If Hillary Clinton had won in 2016, Davis would still be posting about “whiteness” and “hating the police” without consequence. The only thing that changed is who controls the federal government — and the funding spigot.

The Replacement

Harvard appointed Emilie Raymer as interim resident dean. No word yet on whether she’s publicly wished death on any presidents or endorsed rioting as democracy.

The bar is pretty low at this point.

The Bigger Problem

Gregory Davis isn’t an anomaly. He’s a symptom.

Elite universities are filled with administrators and professors who share his views. They just learned to be more careful about posting them publicly.

The ideology that “whiteness” is inherently destructive, that police should be hated, that rioting is legitimate political expression — this is mainstream thinking in academic circles. Davis’s only mistake was saying it out loud where normal people could see.

For every Gregory Davis who gets caught, there are dozens more who keep their social media clean while teaching the same ideas in classrooms and enforcing them in administrative decisions.

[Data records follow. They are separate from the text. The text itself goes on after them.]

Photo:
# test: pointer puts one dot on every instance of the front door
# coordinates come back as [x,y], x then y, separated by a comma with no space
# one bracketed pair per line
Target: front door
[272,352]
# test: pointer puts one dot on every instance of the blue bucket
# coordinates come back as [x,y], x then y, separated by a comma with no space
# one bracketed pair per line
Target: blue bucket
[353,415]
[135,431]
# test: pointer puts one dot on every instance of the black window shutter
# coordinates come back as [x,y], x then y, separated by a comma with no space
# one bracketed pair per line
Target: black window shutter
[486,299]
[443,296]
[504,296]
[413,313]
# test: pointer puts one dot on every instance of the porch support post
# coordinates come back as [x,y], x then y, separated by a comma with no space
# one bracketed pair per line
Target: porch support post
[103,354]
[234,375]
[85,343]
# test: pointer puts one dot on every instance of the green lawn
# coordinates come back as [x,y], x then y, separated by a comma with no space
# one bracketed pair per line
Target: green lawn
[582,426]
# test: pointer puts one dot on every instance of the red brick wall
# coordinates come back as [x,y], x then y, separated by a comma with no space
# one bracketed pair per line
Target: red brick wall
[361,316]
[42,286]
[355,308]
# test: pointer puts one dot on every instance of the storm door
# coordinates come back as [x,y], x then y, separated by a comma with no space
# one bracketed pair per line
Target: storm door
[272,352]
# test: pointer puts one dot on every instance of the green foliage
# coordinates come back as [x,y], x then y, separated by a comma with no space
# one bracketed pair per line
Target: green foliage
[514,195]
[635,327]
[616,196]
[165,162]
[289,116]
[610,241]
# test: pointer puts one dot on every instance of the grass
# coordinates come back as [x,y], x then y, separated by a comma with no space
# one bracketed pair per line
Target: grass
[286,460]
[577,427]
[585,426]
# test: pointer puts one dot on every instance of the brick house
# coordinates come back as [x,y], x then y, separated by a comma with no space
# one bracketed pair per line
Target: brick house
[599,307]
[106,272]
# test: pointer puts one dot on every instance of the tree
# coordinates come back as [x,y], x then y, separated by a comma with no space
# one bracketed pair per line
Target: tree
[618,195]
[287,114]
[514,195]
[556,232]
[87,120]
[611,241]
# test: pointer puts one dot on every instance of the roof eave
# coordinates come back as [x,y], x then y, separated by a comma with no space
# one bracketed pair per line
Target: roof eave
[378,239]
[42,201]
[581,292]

Firing one dean doesn’t fix Harvard. It just teaches the others to be more discreet.

The Student Perspective

Think about what Harvard students learned from Gregory Davis’s tenure.

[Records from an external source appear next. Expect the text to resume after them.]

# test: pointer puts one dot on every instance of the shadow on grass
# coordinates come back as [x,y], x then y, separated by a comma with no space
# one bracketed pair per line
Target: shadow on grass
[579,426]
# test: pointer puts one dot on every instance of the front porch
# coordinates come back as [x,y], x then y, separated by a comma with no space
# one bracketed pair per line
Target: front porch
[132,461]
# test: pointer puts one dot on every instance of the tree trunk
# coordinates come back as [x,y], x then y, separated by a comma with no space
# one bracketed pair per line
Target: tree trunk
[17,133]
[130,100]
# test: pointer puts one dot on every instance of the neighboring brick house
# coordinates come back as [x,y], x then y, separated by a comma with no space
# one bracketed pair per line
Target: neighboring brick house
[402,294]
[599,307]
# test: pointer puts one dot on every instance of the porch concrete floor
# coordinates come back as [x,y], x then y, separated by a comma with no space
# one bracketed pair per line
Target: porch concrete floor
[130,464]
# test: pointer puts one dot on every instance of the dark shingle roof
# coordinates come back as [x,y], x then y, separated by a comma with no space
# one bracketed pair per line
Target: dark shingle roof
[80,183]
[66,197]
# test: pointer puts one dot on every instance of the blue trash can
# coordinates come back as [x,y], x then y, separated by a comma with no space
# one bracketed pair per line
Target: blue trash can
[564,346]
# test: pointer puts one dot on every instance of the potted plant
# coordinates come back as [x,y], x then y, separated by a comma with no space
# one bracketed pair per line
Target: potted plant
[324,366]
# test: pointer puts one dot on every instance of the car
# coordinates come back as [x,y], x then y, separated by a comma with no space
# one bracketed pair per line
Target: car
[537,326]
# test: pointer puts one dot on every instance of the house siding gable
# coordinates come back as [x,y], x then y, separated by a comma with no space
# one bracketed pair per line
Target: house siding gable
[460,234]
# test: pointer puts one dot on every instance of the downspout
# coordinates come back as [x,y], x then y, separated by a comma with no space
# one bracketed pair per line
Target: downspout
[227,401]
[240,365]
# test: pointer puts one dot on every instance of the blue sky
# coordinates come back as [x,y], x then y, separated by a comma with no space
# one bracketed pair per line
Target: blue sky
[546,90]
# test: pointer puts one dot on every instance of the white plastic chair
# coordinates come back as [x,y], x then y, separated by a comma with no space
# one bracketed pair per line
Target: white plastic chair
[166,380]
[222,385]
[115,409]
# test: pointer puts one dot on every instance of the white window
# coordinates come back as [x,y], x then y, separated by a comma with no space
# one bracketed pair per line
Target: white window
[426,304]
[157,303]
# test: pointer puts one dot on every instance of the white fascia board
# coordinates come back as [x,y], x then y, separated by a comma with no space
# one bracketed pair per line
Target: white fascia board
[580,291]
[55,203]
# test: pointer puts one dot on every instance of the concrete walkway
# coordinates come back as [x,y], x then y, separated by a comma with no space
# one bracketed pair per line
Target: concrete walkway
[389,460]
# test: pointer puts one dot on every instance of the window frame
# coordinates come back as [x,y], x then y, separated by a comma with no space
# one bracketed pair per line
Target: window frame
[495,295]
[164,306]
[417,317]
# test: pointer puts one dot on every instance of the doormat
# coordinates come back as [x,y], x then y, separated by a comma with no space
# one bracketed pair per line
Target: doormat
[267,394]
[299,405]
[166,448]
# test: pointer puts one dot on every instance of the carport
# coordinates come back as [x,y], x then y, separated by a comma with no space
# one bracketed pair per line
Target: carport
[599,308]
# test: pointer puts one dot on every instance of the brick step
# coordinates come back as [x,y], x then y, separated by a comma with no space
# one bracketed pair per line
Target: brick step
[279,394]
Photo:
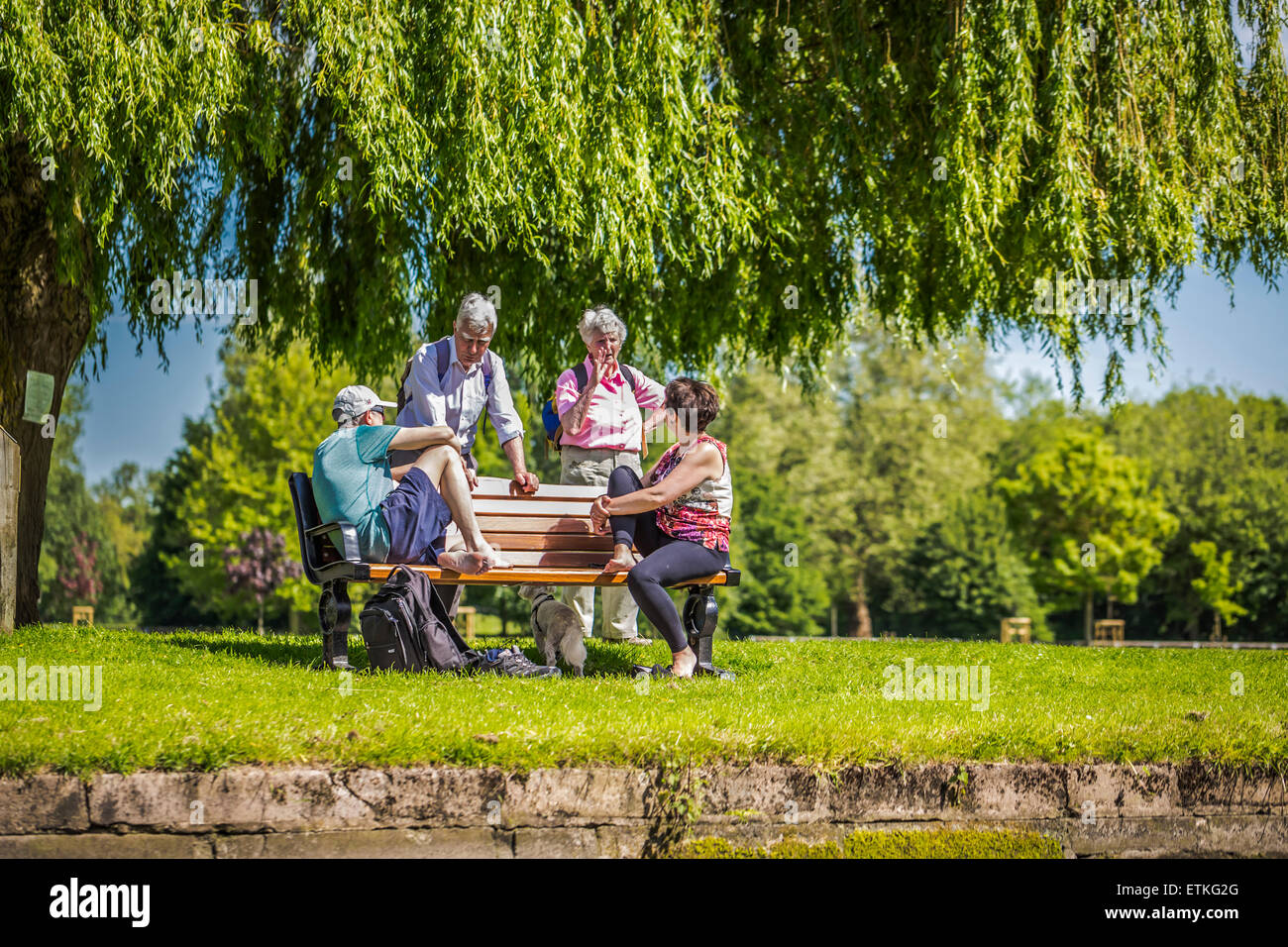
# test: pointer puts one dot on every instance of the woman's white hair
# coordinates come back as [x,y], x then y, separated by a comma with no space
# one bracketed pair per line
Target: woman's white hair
[477,313]
[600,318]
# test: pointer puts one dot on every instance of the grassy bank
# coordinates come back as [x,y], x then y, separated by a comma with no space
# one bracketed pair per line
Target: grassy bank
[188,701]
[962,843]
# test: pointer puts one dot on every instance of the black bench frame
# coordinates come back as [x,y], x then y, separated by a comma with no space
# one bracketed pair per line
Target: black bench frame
[329,553]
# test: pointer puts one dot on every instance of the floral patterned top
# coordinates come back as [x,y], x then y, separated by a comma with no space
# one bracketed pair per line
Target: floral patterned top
[703,513]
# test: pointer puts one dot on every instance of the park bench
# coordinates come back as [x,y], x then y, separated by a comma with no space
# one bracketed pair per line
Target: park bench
[546,536]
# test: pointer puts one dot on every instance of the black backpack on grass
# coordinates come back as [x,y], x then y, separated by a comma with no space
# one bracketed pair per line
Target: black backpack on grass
[407,628]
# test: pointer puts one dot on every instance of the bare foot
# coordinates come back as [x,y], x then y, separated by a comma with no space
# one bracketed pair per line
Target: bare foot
[622,560]
[683,663]
[463,562]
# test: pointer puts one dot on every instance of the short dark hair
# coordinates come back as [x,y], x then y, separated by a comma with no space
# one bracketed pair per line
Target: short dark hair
[692,401]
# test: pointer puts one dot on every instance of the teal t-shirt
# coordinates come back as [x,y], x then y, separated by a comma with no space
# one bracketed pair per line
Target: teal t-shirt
[351,478]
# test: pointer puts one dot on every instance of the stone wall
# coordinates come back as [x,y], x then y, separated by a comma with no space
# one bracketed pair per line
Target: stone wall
[1096,810]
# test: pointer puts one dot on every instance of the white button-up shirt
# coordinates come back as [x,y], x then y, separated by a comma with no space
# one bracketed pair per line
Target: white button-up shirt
[459,402]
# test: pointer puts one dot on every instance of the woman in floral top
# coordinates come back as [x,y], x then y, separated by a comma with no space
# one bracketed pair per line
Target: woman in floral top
[678,515]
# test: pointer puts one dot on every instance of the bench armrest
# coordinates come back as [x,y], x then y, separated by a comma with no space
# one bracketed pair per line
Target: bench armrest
[348,544]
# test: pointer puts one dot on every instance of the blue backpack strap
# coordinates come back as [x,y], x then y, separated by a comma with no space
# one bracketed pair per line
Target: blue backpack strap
[443,354]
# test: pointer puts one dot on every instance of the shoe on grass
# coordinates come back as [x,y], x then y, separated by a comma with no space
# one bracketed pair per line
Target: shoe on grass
[511,663]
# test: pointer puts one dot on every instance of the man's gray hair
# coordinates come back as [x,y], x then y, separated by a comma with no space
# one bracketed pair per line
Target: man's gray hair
[477,313]
[600,318]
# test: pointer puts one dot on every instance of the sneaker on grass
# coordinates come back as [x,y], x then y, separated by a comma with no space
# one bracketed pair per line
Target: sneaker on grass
[511,663]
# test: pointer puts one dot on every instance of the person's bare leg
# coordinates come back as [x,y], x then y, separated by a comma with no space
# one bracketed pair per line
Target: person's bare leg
[443,467]
[622,560]
[683,663]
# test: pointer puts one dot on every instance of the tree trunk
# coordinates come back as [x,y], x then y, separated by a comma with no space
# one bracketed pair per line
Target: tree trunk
[861,608]
[44,326]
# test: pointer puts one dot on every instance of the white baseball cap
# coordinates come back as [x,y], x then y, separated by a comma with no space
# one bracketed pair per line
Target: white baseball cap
[356,401]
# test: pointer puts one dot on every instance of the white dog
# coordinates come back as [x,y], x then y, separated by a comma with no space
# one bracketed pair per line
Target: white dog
[555,626]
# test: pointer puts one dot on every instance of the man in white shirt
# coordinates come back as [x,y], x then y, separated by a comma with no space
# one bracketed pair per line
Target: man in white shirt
[451,381]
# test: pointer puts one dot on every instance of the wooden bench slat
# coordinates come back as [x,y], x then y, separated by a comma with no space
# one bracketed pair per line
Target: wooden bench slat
[558,558]
[378,573]
[498,488]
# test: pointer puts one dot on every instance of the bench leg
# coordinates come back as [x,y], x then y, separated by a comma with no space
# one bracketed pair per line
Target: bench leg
[700,613]
[334,615]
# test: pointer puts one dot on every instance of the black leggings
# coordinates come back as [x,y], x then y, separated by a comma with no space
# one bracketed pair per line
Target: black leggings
[668,561]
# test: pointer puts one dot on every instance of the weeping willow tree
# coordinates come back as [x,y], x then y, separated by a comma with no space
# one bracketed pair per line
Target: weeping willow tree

They learned that hating police is acceptable — encouraged, even. They learned that “whiteness” is an evil to be denounced. They learned that political violence is just another form of democratic participation.

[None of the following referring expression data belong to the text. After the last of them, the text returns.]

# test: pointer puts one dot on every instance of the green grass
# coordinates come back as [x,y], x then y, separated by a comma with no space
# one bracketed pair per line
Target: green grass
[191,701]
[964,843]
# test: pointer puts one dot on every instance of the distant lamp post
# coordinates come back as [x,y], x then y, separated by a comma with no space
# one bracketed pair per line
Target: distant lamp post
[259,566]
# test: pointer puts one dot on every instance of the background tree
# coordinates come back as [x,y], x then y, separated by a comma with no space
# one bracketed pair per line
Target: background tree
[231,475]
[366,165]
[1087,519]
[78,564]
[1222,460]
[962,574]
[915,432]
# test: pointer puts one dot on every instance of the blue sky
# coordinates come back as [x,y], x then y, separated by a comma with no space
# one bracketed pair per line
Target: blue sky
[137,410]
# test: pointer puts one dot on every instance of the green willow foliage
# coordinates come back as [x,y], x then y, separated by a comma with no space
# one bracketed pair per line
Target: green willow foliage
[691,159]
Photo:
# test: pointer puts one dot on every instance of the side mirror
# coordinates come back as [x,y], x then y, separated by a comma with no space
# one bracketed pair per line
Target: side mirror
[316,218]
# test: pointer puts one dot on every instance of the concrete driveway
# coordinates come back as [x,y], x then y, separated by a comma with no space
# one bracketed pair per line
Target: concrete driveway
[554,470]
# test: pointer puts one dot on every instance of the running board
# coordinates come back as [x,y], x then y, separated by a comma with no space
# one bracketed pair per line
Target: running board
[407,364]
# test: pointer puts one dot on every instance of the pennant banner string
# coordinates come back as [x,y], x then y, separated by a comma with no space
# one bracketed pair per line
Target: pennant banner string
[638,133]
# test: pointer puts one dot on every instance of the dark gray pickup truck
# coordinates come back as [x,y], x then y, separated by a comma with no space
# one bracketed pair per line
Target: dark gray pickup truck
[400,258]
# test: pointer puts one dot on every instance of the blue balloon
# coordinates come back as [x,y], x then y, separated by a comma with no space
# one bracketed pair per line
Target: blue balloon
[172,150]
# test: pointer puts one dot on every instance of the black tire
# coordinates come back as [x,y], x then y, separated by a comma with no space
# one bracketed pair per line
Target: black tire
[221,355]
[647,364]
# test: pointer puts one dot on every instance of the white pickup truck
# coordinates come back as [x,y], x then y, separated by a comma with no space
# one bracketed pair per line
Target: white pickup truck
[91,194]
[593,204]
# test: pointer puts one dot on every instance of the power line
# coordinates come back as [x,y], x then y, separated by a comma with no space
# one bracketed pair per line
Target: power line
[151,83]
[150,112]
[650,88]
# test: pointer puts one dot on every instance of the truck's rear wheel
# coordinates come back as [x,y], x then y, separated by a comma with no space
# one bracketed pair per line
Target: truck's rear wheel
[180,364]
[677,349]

And they learned that expressing these views won’t cost you anything — at least not until the wrong people notice.

These students will graduate and move into positions of power throughout American society. They’ll bring Davis’s ideology with them. They’ll hire, fire, and promote based on the racial categories he taught them to worship.

One dean got fired. The damage he did continues.

What Accountability Looks Like

Harvard’s statement, such as it was, confirms only that “Gregory Davis is no longer serving” in his role.

No apology to the students he was supposed to serve impartially. No acknowledgment that his posts were wrong. No explanation for why he was allowed to remain in his position for years after posting this content.

Just a quiet removal and a hope that everyone moves on.

That’s not accountability. That’s damage control.

Real accountability would mean examining how Davis got hired in the first place. What vetting process approved someone with these views for a position mentoring students? Who else passed through the same process?

Harvard won’t ask those questions. The answers would be too embarrassing.

The Bottom Line

Gregory Davis is gone from Harvard. His deleted Twitter account suggests he knows he went too far.

But the ideology he represents isn’t going anywhere. The belief that America is fundamentally racist, that police are enemies, that political violence is justified, that “whiteness” is a disease — these ideas are the water elite universities swim in.

Davis just made the mistake of saying it where everyone could see.

The next Gregory Davis will be smarter. He’ll keep his real views private. He’ll say the right things in public while teaching the same poison behind closed doors.

And Harvard will keep cashing the tuition checks, producing graduates who believe exactly what Gregory Davis believed.

One dean fired. The factory keeps running.